[3/6] x86: Add support for the clwb instruction

Message ID	1415731396-19364-4-git-send-email-ross.zwisler@linux.intel.com (mailing list archive)
State	New, archived
Headers	show Return-Path: <dri-devel-bounces@lists.freedesktop.org> From: Ross Zwisler <ross.zwisler@linux.intel.com> To: linux-kernel@vger.kernel.org Subject: [PATCH 3/6] x86: Add support for the clwb instruction Date: Tue, 11 Nov 2014 11:43:13 -0700 Message-Id: <1415731396-19364-4-git-send-email-ross.zwisler@linux.intel.com> In-Reply-To: <1415731396-19364-1-git-send-email-ross.zwisler@linux.intel.com> References: <1415731396-19364-1-git-send-email-ross.zwisler@linux.intel.com> Cc: x86@kernel.org, dri-devel@lists.freedesktop.org, Thomas Gleixner <tglx@linutronix.de>, Ross Zwisler <ross.zwisler@linux.intel.com>, H Peter Anvin <h.peter.anvin@intel.com>, Ingo Molnar <mingo@kernel.org> Precedence: list MIME-Version: 1.0 Content-Type: text/plain; charset="utf-8" Content-Transfer-Encoding: base64 Errors-To: dri-devel-bounces@lists.freedesktop.org Sender: "dri-devel" <dri-devel-bounces@lists.freedesktop.org>

Ross Zwisler Nov. 11, 2014, 6:43 p.m. UTC

Add support for the new clwb instruction.  This instruction was
announced in the document "Intel Architecture Instruction Set Extensions
Programming Reference" with reference number 319433-022.

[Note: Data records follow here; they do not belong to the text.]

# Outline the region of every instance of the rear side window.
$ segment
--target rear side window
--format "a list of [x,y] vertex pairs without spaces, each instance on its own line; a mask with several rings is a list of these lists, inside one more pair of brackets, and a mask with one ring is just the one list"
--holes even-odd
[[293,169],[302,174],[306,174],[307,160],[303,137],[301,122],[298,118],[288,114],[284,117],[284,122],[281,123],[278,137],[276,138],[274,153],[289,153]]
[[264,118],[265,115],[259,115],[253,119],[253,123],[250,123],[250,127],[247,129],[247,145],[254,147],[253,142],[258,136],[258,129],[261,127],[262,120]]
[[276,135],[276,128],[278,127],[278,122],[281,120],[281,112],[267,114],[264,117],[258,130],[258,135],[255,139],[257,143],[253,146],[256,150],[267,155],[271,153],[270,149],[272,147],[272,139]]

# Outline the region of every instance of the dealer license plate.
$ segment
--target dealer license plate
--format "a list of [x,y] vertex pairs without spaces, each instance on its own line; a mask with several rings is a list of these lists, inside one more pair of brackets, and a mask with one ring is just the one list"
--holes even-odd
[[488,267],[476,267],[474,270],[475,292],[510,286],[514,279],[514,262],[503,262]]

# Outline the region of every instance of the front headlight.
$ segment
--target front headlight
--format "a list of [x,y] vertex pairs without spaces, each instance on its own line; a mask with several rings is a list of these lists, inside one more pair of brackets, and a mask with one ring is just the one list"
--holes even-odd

https://software.intel.com/sites/default/files/managed/0d/53/319433-022.pdf

Here are some things of note:

 - As with the clflushopt patches before this, I'm assuming that the addressing
   mode generated by the original clflush instruction will match the new
   clflush instruction with the 0x66 prefix for clflushopt, and for the
   xsaveopt instruction with the 0x66 prefix for clwb.  For all the test cases
   that I've come up with and for the new clwb code generated by this patch
   series, this has proven to be true on my test machine.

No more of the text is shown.